A working group assembled by Mr. DeGioia in September has been considering whether the university should apologize for profiting from slave labor, create a memorial to those enslaved, or provide scholarships for their descendants, among other possibilities. The report is expected to be released this summer, Mr. DeGioia said.
Craig Steven Wilder, a historian at the Massachusetts Institute of Technology who has studied the roots of elite universities in slavery, said he did not know of another instance in which a university president had reached out to descendants.
“Georgetown has made a decision to recognize the humanity of the problem they’re dealing with, to treat it as more than a public relations problem,” Mr. Wilder said.
The search for descendants of the men, women and children sold in 1838 intensified in the fall after Georgetown students called on the university to remove the names of the Rev. Thomas F. Mulledy and the Rev. William McSherry from two campus buildings. The priests were two of Georgetown’s early presidents. Both were involved in the slave sale. Mr. DeGioia, who had already called for a campuswide discussion about the college’s roots in slavery, agreed to change the names of the buildings.
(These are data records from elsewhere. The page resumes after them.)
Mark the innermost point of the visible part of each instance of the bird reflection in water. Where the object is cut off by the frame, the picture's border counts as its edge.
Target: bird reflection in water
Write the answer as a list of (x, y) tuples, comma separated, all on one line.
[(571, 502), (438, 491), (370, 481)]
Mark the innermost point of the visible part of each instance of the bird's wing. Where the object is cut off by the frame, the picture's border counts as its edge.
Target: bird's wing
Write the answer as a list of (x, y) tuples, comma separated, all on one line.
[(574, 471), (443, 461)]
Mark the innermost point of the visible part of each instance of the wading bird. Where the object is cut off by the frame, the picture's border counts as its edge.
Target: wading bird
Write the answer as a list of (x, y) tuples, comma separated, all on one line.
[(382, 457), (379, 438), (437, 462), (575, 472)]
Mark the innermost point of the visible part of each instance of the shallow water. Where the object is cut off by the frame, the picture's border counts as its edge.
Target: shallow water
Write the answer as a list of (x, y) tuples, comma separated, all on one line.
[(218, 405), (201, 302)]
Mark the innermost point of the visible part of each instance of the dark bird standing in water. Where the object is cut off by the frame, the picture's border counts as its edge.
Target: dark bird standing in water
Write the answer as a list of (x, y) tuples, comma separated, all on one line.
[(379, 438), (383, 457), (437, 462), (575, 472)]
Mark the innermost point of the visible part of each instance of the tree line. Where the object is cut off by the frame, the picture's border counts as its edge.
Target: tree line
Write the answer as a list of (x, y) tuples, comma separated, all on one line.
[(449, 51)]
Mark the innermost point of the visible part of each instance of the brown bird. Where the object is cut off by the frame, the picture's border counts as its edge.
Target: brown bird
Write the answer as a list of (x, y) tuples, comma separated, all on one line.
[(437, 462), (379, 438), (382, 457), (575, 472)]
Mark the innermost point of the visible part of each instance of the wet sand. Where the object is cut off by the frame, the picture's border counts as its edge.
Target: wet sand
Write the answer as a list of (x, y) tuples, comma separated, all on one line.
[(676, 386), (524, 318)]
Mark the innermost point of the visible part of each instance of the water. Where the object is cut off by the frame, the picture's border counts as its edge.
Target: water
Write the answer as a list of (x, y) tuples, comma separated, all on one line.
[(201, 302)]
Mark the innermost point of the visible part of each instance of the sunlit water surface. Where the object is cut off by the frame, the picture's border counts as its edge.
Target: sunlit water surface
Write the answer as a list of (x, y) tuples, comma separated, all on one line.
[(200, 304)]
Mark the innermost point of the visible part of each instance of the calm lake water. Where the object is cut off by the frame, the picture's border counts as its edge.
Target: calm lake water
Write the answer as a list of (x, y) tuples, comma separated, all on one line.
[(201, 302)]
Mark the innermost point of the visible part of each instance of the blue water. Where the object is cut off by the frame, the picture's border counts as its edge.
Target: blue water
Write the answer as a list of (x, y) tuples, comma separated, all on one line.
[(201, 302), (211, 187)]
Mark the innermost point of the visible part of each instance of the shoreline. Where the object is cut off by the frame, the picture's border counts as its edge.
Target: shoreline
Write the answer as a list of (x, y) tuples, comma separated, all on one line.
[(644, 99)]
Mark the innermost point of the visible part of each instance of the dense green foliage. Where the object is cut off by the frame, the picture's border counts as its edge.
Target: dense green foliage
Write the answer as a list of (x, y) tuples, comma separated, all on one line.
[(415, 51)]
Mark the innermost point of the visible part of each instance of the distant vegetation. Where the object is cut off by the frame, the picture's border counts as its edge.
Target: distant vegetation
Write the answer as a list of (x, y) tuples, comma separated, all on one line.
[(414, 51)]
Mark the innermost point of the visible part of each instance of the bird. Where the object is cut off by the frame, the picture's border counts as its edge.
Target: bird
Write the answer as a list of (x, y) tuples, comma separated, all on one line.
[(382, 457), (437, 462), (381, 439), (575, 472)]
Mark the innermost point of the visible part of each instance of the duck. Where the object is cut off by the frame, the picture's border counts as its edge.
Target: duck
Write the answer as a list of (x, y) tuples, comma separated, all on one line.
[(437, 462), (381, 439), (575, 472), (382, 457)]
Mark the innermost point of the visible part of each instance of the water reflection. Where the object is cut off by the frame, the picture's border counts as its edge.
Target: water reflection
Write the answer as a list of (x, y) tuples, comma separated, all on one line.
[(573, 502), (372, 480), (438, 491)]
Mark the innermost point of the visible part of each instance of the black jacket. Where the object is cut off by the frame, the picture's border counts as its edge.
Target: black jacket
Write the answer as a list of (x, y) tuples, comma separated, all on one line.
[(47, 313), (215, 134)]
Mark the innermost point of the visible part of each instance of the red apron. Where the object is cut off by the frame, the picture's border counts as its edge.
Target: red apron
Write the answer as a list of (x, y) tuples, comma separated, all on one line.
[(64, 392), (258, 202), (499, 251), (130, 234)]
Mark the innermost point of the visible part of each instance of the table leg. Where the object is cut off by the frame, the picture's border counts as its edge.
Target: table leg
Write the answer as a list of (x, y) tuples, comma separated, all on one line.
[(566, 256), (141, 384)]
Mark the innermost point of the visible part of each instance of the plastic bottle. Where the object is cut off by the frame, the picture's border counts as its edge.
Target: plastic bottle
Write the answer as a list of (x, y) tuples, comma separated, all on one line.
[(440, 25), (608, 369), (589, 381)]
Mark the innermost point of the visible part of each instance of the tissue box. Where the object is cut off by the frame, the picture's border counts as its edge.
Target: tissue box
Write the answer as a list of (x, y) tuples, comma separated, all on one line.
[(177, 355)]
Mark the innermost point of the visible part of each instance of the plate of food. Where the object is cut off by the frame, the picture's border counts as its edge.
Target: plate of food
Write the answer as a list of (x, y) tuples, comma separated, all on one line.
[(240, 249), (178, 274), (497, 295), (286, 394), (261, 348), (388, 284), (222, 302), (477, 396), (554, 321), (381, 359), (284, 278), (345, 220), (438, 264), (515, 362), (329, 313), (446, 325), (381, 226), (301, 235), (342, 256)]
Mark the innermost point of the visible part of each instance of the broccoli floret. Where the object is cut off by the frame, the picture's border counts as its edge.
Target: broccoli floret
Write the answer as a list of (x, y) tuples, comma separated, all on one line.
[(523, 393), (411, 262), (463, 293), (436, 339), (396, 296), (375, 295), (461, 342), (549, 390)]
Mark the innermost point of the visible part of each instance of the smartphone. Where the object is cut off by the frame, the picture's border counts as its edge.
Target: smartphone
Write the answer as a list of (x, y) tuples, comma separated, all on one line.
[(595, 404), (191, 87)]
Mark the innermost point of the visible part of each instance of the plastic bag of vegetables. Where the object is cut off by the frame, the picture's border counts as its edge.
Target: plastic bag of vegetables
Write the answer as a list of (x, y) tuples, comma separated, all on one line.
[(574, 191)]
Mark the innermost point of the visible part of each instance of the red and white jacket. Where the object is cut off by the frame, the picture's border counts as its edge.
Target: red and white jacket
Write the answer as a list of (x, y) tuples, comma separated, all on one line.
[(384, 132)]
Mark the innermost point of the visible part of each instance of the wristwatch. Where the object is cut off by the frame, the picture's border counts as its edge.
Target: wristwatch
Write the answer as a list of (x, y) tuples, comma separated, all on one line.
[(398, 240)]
The student protests inspired a Georgetown alumnus, Richard J. Cellini, to found a nonprofit, the Georgetown Memory Project, to help identify and support the descendants of the people who were sold. Mr. Cellini hired eight genealogists, including Ms. Bayonne-Johnson and several researchers who are working with her. University officials are also identifying descendants of the slaves.
Ms. Bayonne-Johnson said that she made a point of telling Mr. DeGioia what she knew about her ancestors and emphasizing the importance of the university’s archival records. This year, Georgetown created an online archive that includes records that describe the slave sale and the Jesuit and Louisiana plantations.
“These were real people,” Ms. Bayonne-Johnson said of her enslaved forebears, “and I wanted to put faces on them for him.